There’s a New Mr. Yen in Town

Jerome Powell is Mr. Yen. He has been for some time, but it has taken a while for the world to catch on.

This is a simplified version of the narrative that emerged after the Japanese currency fell through another big round number — this one being 160 per dollar. You would think Japan has no agency and that something that should have been apparent all year has suddenly come into view: The biggest driver of the yen’s depreciation in 2024 is the yawning gap in interest rates between Japan and the US. Even stray yen bulls stake much on the Federal Reserve, which Powell leads, reducing borrowing costs later this year.

That the yen’s fluctuations owe a great deal to Washington shouldn’t be a revelation. Bets on American rates have been the dominant force in the $7.5 trillion-a-day currency market for at least two years. The yen isn’t the only one to suffer, but the retreat has been remarkable.
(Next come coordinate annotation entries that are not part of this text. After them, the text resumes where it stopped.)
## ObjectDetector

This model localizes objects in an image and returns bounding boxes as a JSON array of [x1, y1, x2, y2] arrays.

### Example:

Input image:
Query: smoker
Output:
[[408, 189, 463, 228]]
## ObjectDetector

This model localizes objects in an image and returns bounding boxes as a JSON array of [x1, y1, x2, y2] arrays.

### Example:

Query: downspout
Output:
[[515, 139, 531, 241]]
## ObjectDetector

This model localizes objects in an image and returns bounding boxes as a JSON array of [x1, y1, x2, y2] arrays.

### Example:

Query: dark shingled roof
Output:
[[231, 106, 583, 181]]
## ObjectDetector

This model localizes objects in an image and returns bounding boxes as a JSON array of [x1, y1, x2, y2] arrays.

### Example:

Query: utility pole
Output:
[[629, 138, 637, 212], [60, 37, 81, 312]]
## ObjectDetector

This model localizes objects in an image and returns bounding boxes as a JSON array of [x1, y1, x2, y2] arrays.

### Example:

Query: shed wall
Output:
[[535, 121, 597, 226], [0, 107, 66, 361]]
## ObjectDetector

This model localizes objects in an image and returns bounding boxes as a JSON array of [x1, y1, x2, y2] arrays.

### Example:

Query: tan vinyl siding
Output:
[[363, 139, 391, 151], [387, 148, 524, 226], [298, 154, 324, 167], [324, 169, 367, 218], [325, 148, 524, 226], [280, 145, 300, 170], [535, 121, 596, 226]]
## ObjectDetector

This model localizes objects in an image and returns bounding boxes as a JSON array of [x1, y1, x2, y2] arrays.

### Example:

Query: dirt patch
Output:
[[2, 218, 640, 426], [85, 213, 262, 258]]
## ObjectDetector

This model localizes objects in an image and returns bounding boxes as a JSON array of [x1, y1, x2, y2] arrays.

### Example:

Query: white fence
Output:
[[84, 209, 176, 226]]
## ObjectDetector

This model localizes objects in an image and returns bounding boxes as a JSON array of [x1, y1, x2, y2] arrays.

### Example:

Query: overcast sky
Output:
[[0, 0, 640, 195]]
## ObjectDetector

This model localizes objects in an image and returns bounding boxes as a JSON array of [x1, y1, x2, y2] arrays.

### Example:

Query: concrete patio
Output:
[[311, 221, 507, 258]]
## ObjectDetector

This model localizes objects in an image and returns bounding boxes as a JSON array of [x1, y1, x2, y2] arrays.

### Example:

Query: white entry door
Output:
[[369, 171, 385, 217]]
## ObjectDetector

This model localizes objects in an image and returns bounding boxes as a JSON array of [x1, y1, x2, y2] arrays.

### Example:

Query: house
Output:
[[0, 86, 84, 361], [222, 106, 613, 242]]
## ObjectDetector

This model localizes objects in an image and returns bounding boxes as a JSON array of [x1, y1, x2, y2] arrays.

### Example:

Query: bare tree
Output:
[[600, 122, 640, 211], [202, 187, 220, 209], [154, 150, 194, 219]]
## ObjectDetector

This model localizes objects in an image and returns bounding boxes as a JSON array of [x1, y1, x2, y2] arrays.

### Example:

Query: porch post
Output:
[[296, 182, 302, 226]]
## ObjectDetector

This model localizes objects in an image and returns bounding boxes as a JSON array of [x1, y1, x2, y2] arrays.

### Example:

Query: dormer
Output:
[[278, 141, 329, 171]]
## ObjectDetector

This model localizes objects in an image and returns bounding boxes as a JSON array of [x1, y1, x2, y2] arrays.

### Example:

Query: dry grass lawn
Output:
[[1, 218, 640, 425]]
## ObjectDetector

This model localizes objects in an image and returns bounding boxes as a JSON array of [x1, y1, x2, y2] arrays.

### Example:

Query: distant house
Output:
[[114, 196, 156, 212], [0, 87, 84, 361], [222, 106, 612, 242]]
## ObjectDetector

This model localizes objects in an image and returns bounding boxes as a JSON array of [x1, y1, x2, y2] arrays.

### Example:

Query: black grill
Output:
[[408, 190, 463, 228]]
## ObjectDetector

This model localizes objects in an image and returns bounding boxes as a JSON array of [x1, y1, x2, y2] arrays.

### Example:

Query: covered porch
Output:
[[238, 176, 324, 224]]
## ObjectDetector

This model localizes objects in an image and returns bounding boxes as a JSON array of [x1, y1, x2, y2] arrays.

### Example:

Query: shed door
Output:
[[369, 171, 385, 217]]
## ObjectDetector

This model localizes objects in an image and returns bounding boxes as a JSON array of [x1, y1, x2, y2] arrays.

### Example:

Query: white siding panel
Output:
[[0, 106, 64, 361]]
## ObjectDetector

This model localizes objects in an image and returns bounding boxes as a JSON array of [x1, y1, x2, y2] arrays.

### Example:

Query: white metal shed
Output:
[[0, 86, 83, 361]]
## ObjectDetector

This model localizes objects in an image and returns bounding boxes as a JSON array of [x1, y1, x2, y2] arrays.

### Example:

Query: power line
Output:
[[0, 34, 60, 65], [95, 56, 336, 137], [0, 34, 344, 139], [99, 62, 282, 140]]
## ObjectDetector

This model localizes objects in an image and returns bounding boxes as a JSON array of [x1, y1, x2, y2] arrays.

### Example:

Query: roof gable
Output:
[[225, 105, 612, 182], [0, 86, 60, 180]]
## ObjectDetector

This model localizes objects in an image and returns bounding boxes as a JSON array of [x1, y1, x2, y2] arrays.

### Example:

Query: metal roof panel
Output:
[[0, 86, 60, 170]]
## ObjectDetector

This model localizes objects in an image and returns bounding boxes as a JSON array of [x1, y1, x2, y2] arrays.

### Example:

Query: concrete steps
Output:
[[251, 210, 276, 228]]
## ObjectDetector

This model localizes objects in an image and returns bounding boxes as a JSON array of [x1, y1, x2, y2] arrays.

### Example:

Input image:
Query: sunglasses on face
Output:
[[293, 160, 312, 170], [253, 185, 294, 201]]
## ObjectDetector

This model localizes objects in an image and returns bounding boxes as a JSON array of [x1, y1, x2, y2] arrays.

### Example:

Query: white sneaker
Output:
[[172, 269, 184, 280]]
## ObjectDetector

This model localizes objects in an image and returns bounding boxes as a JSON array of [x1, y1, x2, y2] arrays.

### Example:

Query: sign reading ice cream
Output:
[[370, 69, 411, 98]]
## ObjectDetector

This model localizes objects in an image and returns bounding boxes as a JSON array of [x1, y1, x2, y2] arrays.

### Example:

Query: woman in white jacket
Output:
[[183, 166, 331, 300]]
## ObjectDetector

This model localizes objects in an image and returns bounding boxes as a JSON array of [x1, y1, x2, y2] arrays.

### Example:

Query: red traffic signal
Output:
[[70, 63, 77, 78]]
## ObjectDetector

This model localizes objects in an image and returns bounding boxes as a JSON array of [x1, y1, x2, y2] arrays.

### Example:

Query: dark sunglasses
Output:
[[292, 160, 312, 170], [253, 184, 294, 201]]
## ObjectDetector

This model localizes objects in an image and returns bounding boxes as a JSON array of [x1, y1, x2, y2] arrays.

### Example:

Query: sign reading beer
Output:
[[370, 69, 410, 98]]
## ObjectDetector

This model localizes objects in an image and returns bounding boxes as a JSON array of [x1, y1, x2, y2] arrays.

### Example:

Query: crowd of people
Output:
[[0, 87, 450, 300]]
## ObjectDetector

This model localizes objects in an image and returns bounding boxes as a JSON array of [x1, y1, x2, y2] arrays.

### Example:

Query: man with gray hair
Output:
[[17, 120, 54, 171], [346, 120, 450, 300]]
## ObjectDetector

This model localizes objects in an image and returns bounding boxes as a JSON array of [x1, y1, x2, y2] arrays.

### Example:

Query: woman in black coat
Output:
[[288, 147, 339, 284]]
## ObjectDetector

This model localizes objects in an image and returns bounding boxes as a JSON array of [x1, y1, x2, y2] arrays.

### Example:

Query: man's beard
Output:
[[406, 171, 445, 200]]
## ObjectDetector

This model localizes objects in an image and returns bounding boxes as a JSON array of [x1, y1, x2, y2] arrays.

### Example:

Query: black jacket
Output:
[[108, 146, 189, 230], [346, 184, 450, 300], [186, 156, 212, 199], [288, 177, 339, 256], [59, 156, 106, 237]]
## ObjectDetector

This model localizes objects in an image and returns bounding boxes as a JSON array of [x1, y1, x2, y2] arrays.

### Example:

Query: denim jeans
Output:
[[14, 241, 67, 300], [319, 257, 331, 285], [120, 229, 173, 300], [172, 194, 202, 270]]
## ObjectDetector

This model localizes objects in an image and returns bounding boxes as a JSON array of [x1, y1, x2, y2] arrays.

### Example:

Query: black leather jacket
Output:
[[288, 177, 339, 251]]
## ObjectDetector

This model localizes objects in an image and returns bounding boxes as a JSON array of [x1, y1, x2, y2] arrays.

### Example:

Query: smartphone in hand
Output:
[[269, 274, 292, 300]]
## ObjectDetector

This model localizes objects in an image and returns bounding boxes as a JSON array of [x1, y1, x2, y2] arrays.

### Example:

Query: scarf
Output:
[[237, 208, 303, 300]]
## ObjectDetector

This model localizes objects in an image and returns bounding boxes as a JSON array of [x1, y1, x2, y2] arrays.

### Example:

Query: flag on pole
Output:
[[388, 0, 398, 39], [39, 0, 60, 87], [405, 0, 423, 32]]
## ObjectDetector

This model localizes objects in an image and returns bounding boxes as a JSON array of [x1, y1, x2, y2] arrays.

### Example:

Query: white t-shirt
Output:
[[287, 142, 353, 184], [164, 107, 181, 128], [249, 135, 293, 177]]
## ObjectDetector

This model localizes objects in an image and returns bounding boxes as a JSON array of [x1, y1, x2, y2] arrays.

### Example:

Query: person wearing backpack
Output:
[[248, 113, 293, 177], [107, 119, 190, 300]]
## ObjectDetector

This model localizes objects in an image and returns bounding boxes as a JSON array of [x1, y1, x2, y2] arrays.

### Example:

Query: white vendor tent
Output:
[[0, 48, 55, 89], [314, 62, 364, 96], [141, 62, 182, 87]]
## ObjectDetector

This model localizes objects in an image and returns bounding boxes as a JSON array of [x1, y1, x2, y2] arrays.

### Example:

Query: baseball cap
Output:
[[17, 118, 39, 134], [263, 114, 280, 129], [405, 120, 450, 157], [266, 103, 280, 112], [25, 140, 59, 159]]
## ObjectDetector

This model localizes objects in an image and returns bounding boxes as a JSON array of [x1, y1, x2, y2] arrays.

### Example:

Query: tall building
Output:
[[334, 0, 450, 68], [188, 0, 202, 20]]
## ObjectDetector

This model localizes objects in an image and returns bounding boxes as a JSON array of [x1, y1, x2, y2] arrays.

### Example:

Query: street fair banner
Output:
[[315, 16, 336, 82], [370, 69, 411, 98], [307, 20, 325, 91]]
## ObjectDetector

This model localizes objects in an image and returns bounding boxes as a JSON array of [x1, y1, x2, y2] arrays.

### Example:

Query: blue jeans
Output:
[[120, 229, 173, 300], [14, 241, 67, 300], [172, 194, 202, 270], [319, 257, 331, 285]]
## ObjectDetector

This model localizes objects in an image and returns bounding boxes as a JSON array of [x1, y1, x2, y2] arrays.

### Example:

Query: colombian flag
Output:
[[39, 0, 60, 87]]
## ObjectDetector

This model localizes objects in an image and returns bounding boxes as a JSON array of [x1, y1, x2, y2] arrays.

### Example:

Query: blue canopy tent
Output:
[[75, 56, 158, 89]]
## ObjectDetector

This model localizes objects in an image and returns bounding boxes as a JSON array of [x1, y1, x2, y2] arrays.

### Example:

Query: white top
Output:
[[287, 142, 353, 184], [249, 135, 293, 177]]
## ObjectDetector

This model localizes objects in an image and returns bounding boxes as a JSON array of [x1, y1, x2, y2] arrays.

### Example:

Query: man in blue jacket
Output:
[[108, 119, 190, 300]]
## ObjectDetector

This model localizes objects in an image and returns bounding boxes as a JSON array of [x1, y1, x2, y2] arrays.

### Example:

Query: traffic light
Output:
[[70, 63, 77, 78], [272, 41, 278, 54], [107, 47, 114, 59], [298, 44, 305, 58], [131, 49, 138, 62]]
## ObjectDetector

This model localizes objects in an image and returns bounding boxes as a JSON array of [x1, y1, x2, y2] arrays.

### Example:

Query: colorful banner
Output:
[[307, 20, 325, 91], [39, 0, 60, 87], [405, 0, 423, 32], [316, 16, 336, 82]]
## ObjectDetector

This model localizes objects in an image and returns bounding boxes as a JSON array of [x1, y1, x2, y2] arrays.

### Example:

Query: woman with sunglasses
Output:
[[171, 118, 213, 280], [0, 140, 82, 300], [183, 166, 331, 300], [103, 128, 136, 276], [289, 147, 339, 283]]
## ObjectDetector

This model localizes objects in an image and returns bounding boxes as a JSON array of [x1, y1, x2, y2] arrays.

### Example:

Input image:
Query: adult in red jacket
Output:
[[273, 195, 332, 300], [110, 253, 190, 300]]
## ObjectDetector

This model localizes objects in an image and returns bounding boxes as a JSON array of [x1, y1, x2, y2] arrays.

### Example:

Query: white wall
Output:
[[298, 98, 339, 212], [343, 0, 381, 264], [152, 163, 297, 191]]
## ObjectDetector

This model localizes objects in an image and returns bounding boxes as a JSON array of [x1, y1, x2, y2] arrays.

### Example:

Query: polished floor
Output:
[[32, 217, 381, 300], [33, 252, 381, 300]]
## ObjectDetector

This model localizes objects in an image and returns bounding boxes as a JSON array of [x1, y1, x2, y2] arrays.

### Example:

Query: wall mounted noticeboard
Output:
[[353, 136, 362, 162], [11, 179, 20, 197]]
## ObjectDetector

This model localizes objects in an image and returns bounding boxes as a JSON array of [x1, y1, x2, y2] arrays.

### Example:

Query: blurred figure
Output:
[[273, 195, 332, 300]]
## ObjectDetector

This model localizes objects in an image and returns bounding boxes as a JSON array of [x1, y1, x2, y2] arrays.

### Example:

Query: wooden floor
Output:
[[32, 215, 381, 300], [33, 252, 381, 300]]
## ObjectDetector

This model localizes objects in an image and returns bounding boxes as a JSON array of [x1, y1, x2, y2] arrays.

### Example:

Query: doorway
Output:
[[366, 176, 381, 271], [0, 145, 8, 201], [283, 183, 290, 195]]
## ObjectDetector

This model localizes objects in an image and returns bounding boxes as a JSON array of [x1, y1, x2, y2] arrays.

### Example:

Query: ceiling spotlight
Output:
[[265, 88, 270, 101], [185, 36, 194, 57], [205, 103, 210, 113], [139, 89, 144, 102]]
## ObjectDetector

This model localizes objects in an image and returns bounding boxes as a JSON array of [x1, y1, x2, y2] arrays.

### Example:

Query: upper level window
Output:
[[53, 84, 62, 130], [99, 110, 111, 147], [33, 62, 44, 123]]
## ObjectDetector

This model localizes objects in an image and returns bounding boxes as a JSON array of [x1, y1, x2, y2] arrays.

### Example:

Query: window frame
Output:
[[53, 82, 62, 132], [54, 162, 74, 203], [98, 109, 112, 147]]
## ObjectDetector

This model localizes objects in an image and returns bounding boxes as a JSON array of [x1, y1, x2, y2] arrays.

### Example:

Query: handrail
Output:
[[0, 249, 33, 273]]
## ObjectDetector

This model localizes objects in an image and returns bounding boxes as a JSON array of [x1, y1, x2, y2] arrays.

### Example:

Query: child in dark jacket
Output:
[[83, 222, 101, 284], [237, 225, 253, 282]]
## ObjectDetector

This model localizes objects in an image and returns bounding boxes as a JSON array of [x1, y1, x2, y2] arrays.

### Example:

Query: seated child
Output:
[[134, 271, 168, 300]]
It’s down more than 12% against the greenback this year; the next biggest loser is the Thai baht with a drop of 7%. Watching when the Japanese government will next intervene to cushion the slide has become secondary to guessing how the yen will react to key US data, such as the Fed’s preferred gauge of inflation.

Viewed this way, whatever happens in Tokyo is of little importance. Atsushi Mimura, who is set to become the top FX official in July, might as well not bother. And Kazuo Ueda, the Bank of Japan governor, is a bit player. This is an exaggeration, of course, but the tone of news stories this week has been one of surrender — or futility. For months, people pinned hopes for a yen rebound on the BOJ ending its negative rate policy.